WHAT YOU'LL DO
Platform Infrastructure Engineers (PIEs) specializing in MongoDB are responsible for managing, maintaining, and evolving the infrastructure required to run MongoDB at scale on Kubernetes. PIEs ensure that MongoDB operates as a reliable, performant, and developer-friendly service, enabling seamless integration with applications and supporting Braze’s massive data operations.
They apply sound engineering principles, operational discipline, and advanced automation to build and maintain the core infrastructure for MongoDB, ensuring it supports Braze’s 3.3 billion monthly active users and the hundreds of billions of data points processed every month. PIEs collaborate with other engineering teams to make MongoDB scalable, self-serviceable, and aligned with Braze’s broader platform goals.
Responsibilities:
Design and Manage MongoDB Infrastructure
- Build, optimize, and manage MongoDB clusters on Kubernetes, ensuring they meet scalability, availability, and performance requirements
- Develop automation frameworks for provisioning, upgrading, scaling, and maintaining MongoDB clusters
- Design architectures that support seamless MongoDB operations, including multi-region deployments, sharded clusters, and replica sets
- Create and optimize storage configurations, resource allocation, and networking to ensure the highest MongoDB performance
Ensure MongoDB Reliability & Performance
- Implement high-availability strategies for MongoDB, including automated failovers, backups, and disaster recovery
- Collaborate with database engineers, Platform Software Engineers, and product teams to define and achieve Service Level Objectives (SLOs) for MongoDB performance and reliability
- Continuously monitor MongoDB systems using tools like Prometheus, Grafana, and database-specific observability solutions to identify and address performance bottlenecks proactively
Incident Response & Resilience
- Be part of a PagerDuty rotation to respond to MongoDB-related incidents, minimizing downtime and impact on the business
- Conduct root cause analyses for MongoDB failures and implement preventive measures to improve resilience
- Develop and maintain playbooks for incident response and recovery, ensuring the team is equipped to handle any MongoDB-related challenges
Collaboration & Knowledge Sharing
- Partner with other teams to integrate MongoDB as a self-service platform, reducing the need for manual intervention.

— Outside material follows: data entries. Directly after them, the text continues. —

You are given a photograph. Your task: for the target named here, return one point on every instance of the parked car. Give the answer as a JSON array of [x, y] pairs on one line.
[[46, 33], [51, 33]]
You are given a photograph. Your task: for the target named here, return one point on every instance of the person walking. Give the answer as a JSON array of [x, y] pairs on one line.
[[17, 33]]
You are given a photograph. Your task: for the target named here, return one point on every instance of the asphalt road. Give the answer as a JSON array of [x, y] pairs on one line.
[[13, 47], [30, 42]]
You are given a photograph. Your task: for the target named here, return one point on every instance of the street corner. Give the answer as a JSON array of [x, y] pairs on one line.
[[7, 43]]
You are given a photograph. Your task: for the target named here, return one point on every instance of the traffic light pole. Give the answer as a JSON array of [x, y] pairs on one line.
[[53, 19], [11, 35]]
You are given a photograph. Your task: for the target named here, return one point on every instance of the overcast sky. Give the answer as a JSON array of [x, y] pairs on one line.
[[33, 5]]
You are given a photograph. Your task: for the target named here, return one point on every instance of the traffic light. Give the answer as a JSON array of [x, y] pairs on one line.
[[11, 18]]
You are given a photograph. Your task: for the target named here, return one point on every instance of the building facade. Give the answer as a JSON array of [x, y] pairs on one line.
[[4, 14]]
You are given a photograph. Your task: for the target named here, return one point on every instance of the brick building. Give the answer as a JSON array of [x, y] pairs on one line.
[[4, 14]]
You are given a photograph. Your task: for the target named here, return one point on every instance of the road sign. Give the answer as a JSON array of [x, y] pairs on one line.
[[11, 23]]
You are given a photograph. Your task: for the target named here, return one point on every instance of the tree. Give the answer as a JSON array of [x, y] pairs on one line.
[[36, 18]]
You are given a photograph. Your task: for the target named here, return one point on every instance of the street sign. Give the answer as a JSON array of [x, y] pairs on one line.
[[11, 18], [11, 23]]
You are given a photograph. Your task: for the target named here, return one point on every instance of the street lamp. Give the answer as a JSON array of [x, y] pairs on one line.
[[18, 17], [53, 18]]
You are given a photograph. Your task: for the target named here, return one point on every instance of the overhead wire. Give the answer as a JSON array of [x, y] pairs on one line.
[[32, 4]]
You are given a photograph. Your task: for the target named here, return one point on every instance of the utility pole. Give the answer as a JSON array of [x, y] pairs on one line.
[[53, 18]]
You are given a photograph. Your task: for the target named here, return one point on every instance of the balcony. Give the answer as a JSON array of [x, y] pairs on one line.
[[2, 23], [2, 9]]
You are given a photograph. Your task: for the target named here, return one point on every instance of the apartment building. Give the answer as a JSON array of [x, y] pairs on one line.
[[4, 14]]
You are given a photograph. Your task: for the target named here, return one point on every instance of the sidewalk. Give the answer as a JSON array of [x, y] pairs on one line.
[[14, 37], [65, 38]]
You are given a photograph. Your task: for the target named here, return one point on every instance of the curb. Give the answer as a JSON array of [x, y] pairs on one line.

- Share expertise through documentation, training, and mentoring to empower the broader engineering organization.
- Contribute to a culture of operational excellence by creating robust standards and best practices for running MongoDB on Kubernetes.
Innovate & Automate
- Continuously evaluate emerging tools and technologies for managing MongoDB and Kubernetes, integrating them where appropriate
- Develop and implement self-healing mechanisms to minimize operational overhead and improve MongoDB uptime
- Automate manual processes, including scaling, maintenance, upgrades, and cluster health checks, to improve efficiency and reduce human error
WHO YOU ARE
- 5+ years managing database platforms in production environments, with 2+ years specifically focused on MongoDB
- Hands-on expertise with Kubernetes, including deploying and managing stateful workloads
- Proven experience automating database operations using Infrastructure as Code (IaC) tools such as Terraform, Ansible, or Pulumi
- Deep understanding of MongoDB internals, including sharding, replica sets, and query optimization
- Proficiency in Kubernetes concepts like StatefulSets, Operators, and Persistent Volume Claims
- Strong knowledge of cloud services (AWS/GCP/Azure) and their storage integrations for MongoDB workloads
- Familiarity with monitoring and logging tools tailored to databases (e.g., Prometheus, MongoDB Atlas monitoring)
- Dedicated to building robust, scalable, and self-serviceable MongoDB systems that empower developers and reduce operational complexity
- Committed to collaboration, documentation, and knowledge-sharing across remote, global teams
- Proactive in seeking out ways to improve MongoDB performance, reliability, and automation
- Focused on delivering value quickly to internal stakeholders while maintaining operational excellence
For candidates based in the United States, the pay range for this position at the start of employment is expected to be between $154,800 and $275,400/year with an expected On Target Earnings (OTE) between $172,000 and $306,000/year (including bonus or commission). Your exact offer may vary depending on multiple individualized factors, including market location, job-related knowledge, skills, and experience. In addition to cash compensation, Braze offers full- and part- time employees a comprehensive Total Rewards package that includes equity grants of restricted stock (RSUs) so that all Braze employees own a piece of our company.